Sure, many elaborate plagiarism detection services are available online, many of them free of charge & some which have beautiful interfaces (I’m looking at you, gorgeous Urkund demo). Most of them seem to connect to huge back-end databases of text from journals, books, and similar library materials.
However, for most beginning students, the obvious sources to scavenge are simply found through Google. They do not bother with scholarly databases or real books anyway. So what better way to detect their scams than Google itself?
As it stands, the collective intelligence a.k.a.
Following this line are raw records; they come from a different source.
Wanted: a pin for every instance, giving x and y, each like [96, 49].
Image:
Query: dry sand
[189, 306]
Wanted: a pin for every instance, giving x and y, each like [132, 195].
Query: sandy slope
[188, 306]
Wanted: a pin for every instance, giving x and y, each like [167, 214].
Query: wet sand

Wikipedia has a not so positive opinion on plagiarism detection through search engines:
Although it can easily detect blatant cases, it is less effective when the plagiarizer has mixed multiple small fragments from different sources, and will not return any relevant results if the search engine has not indexed the original source or sources. Also, considerable effort is required to investigate each suspected case.
Still, I had the feeling I could make search engine-powered plagiarism detection work, even if it was only to help out with my own grading duties. There’s some terrific Web search APIs available right now. (An API or Application Programming Interface is like a ‘back door’ for programmers to query a web application’s data and programs — not through a user interface (such as a website) but through a programming interface, i.e., enabling automated queries. There’s a great tutorial to APIs available from ProfHacker.)
Here’s what I concocted with my basic Python scripting skills. (Full details on the script at the end of this post)
My DIY plagiarism detector takes a simple text file as input, then automatically strips punctuation, and divides the text into ngrams. Simply put, an ngram is any sequence of n words you can extract from a given sentence. So for “My name is Mark” the bigrams would be
“My name” — “name is” — “is Mark”
and the trigrams would be
“My name is” — “name is Mark”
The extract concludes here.